Bereits im September 2020 war im Hopfenveredlungswerk St. Johann, dem weltweit größten Hopfenverarbeitungswerk, die neugebaute CO2-Extraktionsanlage in Betrieb genommen worden. Pandemiebedingt mussten die Feierlichkeiten zur Eröffnung der neuen Anlage jedoch zunächst verschoben werden. Mit dem nachgeholten Festakt sollte nicht nur die Inbetriebnahme der Anlage gefeiert werden, in die rund 65 Mio EUR für Planung, Bau und Anlage investiert worden sind. Es sollte vor allem den rund 190 Mitarbeitenden des Werkes in St. Johann gedankt werden, die Kern- und Herzstück der Hopfenveredlung St. Johann darstellen. Einigen von ihnen, die maßgeblich an Planung und Bau beteiligt waren, wurden von Geschäftsführer Dr. Johann Pichlmaier sowie von Stephan, Alexander und Regine Barth geehrt.

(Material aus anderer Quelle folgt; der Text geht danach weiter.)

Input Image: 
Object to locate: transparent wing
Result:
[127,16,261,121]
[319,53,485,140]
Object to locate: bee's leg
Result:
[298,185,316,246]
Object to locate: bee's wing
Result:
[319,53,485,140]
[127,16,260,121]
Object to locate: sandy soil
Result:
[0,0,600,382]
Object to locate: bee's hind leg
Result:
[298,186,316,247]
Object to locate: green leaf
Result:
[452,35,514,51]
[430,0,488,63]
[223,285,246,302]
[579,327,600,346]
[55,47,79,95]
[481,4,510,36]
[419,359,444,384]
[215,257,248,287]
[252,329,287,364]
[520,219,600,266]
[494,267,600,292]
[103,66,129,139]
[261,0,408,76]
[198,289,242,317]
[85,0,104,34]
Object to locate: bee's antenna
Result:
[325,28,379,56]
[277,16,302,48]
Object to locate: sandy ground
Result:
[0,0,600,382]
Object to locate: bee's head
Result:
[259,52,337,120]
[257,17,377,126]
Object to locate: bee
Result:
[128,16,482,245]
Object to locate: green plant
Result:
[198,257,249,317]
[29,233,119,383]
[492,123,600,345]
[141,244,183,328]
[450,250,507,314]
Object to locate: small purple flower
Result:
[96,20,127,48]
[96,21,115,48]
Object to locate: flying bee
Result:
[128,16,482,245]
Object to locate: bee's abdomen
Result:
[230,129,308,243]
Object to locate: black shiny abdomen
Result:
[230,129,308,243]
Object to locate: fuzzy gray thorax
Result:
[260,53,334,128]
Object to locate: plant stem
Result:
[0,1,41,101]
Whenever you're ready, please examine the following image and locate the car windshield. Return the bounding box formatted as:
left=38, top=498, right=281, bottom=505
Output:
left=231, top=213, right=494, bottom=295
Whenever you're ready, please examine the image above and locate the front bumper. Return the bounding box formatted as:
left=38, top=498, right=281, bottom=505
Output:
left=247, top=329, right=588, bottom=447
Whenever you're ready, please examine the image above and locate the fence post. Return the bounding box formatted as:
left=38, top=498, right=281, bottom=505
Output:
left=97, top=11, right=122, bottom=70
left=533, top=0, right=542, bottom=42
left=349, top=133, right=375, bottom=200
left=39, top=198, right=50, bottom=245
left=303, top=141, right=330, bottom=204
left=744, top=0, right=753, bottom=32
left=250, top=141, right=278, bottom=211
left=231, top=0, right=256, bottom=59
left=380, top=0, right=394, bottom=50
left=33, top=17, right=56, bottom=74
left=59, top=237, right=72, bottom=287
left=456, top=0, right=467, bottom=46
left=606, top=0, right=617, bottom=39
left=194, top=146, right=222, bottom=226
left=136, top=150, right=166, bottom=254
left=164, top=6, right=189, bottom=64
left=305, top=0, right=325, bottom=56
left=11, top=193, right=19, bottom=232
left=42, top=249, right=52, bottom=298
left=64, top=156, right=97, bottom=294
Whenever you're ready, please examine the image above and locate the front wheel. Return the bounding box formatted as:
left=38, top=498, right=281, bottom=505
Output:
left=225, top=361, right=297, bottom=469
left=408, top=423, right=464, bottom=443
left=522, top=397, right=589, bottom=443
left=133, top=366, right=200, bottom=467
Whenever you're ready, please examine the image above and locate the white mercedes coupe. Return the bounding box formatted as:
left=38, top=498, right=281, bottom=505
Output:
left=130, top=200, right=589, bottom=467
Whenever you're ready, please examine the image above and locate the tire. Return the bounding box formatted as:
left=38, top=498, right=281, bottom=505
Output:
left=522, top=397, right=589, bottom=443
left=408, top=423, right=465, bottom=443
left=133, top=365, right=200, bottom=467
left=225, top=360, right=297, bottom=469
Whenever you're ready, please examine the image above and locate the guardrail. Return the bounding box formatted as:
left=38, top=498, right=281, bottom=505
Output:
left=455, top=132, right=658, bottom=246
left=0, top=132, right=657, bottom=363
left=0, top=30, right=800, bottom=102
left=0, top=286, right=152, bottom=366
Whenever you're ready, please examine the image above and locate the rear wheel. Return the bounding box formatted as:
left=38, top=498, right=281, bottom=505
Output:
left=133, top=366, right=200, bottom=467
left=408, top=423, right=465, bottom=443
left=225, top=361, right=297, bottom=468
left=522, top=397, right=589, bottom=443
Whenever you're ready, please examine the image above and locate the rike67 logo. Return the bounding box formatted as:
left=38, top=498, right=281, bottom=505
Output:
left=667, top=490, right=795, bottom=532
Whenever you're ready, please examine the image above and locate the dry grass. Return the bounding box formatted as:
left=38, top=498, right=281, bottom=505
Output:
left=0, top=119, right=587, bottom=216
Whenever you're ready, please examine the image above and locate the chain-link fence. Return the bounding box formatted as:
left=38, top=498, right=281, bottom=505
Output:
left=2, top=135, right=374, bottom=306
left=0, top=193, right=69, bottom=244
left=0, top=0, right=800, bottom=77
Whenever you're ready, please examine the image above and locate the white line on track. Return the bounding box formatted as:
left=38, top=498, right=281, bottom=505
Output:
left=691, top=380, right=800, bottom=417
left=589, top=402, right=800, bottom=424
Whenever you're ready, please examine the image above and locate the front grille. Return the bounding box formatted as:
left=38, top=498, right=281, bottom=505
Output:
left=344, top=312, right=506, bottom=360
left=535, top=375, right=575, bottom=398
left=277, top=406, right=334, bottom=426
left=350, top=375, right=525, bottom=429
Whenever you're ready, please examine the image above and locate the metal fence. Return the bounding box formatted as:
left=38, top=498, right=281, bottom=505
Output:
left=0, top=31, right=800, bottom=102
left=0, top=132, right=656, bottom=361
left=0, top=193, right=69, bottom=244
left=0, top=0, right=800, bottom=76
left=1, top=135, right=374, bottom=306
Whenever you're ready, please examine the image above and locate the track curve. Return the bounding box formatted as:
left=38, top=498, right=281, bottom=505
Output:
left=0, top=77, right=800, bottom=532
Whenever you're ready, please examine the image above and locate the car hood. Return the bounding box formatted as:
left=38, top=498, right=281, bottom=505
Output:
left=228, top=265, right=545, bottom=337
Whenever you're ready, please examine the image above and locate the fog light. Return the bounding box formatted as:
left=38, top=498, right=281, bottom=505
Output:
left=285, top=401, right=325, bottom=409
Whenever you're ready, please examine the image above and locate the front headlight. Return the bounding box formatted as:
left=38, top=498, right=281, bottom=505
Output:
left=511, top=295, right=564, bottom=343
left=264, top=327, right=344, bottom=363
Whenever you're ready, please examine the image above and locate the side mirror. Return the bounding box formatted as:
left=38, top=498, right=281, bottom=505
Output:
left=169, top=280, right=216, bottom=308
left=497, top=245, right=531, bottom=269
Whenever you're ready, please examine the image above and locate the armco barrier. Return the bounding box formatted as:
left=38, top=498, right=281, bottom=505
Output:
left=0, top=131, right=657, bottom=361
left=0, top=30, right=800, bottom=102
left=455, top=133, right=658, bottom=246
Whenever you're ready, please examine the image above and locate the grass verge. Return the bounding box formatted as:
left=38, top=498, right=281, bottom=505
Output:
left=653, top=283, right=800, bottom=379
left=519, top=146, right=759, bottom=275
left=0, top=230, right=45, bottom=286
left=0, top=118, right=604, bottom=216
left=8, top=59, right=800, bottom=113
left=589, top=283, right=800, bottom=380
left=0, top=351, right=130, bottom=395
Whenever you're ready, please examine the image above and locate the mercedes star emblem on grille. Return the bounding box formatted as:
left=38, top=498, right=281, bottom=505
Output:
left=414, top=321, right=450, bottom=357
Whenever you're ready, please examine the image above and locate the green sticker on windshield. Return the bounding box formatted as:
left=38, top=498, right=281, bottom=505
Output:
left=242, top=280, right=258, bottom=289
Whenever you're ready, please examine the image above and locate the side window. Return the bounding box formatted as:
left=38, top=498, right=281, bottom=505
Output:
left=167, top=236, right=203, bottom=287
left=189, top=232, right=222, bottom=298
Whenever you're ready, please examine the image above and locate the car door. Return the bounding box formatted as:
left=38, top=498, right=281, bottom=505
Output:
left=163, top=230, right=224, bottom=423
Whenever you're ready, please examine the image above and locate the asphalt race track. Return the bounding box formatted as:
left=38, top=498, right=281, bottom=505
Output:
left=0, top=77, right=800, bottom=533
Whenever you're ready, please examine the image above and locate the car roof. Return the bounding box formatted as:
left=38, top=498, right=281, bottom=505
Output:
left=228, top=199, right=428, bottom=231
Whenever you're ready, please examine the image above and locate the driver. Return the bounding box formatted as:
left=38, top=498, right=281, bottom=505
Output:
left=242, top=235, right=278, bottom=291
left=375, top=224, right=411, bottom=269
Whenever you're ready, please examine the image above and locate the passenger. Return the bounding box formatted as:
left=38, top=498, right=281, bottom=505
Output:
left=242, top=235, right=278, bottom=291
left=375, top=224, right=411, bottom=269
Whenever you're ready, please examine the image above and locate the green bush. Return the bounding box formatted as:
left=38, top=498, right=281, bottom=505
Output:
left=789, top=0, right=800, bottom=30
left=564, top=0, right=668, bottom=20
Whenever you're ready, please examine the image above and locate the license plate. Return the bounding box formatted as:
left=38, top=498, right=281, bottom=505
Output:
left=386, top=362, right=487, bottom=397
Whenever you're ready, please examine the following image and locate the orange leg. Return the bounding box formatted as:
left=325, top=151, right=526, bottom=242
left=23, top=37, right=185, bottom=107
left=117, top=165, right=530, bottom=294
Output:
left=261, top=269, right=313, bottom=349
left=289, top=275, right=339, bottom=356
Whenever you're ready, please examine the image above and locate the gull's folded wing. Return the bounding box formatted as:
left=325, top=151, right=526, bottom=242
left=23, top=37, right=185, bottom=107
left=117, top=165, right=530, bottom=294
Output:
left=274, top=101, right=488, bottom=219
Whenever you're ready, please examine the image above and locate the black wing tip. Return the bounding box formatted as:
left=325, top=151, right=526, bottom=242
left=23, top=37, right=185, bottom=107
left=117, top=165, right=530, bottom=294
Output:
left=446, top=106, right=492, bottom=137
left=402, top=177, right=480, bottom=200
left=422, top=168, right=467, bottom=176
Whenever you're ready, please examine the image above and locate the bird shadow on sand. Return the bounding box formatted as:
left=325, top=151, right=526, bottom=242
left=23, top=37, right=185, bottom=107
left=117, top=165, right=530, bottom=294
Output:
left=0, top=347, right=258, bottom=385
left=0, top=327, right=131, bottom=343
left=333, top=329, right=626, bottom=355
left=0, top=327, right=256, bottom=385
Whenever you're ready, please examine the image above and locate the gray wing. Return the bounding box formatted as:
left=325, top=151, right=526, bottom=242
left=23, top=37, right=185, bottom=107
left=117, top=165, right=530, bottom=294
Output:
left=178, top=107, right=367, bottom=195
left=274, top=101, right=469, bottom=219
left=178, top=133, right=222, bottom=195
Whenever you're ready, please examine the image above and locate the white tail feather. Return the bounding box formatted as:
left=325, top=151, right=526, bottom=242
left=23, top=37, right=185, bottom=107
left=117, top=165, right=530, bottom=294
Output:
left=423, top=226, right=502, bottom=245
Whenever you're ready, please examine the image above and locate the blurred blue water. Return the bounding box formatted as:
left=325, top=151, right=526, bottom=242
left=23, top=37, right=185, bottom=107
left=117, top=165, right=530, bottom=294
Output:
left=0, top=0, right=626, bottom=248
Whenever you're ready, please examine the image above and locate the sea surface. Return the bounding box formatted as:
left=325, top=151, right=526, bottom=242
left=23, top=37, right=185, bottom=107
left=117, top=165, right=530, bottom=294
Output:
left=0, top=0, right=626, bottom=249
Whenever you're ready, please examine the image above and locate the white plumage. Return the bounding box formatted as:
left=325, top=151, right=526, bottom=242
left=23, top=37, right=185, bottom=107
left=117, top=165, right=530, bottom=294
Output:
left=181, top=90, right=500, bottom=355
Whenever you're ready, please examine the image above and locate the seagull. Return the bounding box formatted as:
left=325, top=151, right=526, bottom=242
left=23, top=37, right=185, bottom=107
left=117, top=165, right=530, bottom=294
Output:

Das Werk in St. Johann verarbeitet pro Saison rund 33 000 t Rohhopfen (60 Sorten aus 16 Anbaugebieten) zu Pellets und konzentriertem Hopfenextrakt – dies entspricht ca. 26 Prozent der Welternte. Weltweit beliefert das Extraktionswerk in St. Johann Brauereien in 100 Ländern. Neben der neuen Extraktionsanlage finden sich in der Hopfenveredlung St. Johann auf insgesamt elf Hektar Werksgelände Lagerkapazitäten für bis zu 11 000 t Rohhopfen, 23 500 t Fertigprodukt, Kühllagerhallen sowie insbesondere ein modernes Labor und eine eigene Forschungsbrauerei.

Hochleistungs-Extraktionsanlage

Die im Herbst 2020 in Betrieb genommene CO2-Extraktionsanlage der Hopfenveredlung St. Johann verarbeitet rund 33 Prozent der Werkskapazität. Das Verfahren der CO2-Extraktion wird im Werk St. Johann bereits seit Mitte der 1980er-Jahre erfolgreich angewendet und hat das ursprüngliche Produktionsverfahren unter der Anwendung von Alkohol und heißem Wasser abgelöst. Während des Extraktionsprozesses wird CO2 als natürliches Extraktionsmittel auf 500 bar komprimiert und in überkritischen Zustand (einer Mischform von flüssig und gasförmig) versetzt, da seine Lösungseigenschaften in dieser Form am besten sind. In die Extraktionsbehälter geleitet, löst das CO2 in sauerstofffreier und antibakterieller Atmosphäre Bitter- und Aromastoffe aus dem zuvor pelletierten Hopfen. Nach der Extraktion verbleibt der Hopfentreber, der zu Tierfutter weiterverarbeitet werden kann. Ein Kondensator verflüssigt anschließend das CO2 und führt das rückgewonnene Lösungsmittel wieder dem Extraktionskreislauf zu.

Nachhaltigkeit wird im neuen Extraktionswerk großgeschrieben. Die bei der Anwendung eingesetzte biogene Kohlensäure setzt nur so viel CO2 frei, wie vorher durch die Pflanzen für die Bio-Ethanolherstellung aus der Atmosphäre durch Photosynthese entnommen wurde. Das werksinterne Blockheizkraftwerk versorgt den Extraktionsprozess mit Wärme und Strom. Zusätzlich benötigter Strom wird zu 100 Prozent durch Ökostrom aus Deutschland abgedeckt. Weitere geplante Standort- und Energiekonzepte stellen zudem die Weichen für eine nachhaltige, innovative Unternehmensentwicklung.